I’ll always be a big fan of C.S. Lewis, gauche as it is to quote him these days. His thoughts about human desire should always be in the back of our minds, especially when we’re in our pre-50’s “chasing” era. According to him, human desire is too big for this place: we’re meant for something else, a place that’s more suited to what we really want.

Here, however, we’re not chasing houses, or careers, or a “better life.” We’re chasing “heaven,” or whatever it is that humanity is headed for. I have to assume that, if God is real, that place will be tailor made for humanity’s desire for hope, intimacy, belonging, significance, joy, adventure, meaning, pleasure, etc.; the desires that are common to all of us, the ones that refuse to evolve away. Sure, they frequently get corrupted into things like greed, selfishness, pride, gluttony, etc., but if you’re human – from any era – you’ll want what lies at the core of those things, and you’ll understand why I believe that God put them there.

And if God put them there, it’s OK to believe that we’ll end up in a place where they have no barriers or constraints.

But for now, barriers and constraints seem to be all we have, with one very important exception.

We can’t have all the fame we want, or money, or fun, or beauty, or joy, or pleasure. We get glimpses of them, but nothing near what we truly want.

It’s interesting to note, however, that there aren’t many barriers on human intimacy. You can have all of that you want, if you have the courage for it.

And note that if you audit Jesus’ 20 something commandments, they’re all tailor-made to drive us closer to each other, to force us, just as the cosmos does, to value human intimacy above everything else.

If you want to spend your life and your money and your emotional resources chasing something, chase that, and place great hope in the life that comes from it.
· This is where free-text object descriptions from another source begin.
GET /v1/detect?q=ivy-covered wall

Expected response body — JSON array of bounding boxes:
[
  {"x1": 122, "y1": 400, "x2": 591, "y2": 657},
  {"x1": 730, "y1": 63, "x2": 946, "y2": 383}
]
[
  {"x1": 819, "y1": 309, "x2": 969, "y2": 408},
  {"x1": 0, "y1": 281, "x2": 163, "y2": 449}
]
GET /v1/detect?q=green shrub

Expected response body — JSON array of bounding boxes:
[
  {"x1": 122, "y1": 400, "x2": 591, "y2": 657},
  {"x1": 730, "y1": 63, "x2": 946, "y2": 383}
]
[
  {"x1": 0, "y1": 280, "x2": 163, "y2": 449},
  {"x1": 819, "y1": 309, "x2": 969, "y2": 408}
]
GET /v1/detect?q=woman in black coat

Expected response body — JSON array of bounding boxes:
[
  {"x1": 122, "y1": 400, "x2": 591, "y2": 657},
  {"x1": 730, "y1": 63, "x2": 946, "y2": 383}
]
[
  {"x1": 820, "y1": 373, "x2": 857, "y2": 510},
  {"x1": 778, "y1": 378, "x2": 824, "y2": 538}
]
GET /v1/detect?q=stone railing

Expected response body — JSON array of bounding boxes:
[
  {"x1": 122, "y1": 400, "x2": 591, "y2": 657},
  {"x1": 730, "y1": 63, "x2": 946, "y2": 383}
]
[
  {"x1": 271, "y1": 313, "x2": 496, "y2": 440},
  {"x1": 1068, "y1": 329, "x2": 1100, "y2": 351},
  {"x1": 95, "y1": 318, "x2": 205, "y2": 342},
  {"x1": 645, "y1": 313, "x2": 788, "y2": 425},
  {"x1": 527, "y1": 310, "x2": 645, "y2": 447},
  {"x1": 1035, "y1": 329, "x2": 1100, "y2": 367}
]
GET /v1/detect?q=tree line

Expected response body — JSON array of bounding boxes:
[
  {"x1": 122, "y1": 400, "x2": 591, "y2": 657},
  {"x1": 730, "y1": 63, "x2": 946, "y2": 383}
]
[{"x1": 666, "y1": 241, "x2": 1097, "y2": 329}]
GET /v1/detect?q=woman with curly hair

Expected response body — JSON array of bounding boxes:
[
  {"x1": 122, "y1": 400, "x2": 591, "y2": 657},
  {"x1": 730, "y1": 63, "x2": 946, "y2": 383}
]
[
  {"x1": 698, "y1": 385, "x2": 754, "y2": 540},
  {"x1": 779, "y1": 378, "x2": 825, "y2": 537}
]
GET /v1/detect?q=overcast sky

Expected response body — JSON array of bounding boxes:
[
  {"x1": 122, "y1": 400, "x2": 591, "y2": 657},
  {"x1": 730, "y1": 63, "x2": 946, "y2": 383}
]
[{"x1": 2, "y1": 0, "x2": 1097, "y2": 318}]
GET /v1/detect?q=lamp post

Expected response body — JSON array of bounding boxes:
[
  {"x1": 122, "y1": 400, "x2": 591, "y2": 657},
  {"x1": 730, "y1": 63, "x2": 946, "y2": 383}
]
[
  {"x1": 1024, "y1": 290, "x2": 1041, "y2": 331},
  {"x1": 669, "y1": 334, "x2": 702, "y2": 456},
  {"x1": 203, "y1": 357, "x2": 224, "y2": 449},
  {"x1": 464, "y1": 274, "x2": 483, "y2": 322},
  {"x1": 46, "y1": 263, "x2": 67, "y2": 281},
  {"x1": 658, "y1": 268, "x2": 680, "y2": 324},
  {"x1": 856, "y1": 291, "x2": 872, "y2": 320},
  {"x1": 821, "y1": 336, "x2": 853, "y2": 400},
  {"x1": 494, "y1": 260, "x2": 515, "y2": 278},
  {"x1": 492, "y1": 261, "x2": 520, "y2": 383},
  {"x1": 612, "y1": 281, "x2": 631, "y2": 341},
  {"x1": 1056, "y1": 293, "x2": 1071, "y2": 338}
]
My second set of best memories happened in college. I had aspirations of becoming a pilot, but that never got in the way of a few amazing friendships, and a ton of friends. My life revolved around people, doing stuff together, etc., much as it did in my first set of best memories.

No matter what you chase, life is going to feel – frequently – mundane and colorless, disappointing, boring, “less than,” etc., especially in those moments where you see something on the shelf that looks oh so much better than what you have. Sadly, these unsavory things come part and parcel with any and all pursuits. That’s why super rich people keep buying/changing/chasing things, and why they’re not frequentlly found bouncing off the walls about how great their life is.

This is all very preachy, I know, but one day we’ll be old and frail, hardly able to get around on our own, incapable of chasing anything other than the bathroom and a glass of water. In that era, all we’ll have is people, much like our younger days.

We can understand that now, and live the life that comes with it, or wait until our last few years, wishing we would have figured it out earlier.

We’ll also have our memories, and the best of those won’t have anything to do with nice houses or amazing careers. They’ll be full of the people that we managed to love the best, and all of the moments they brought with them.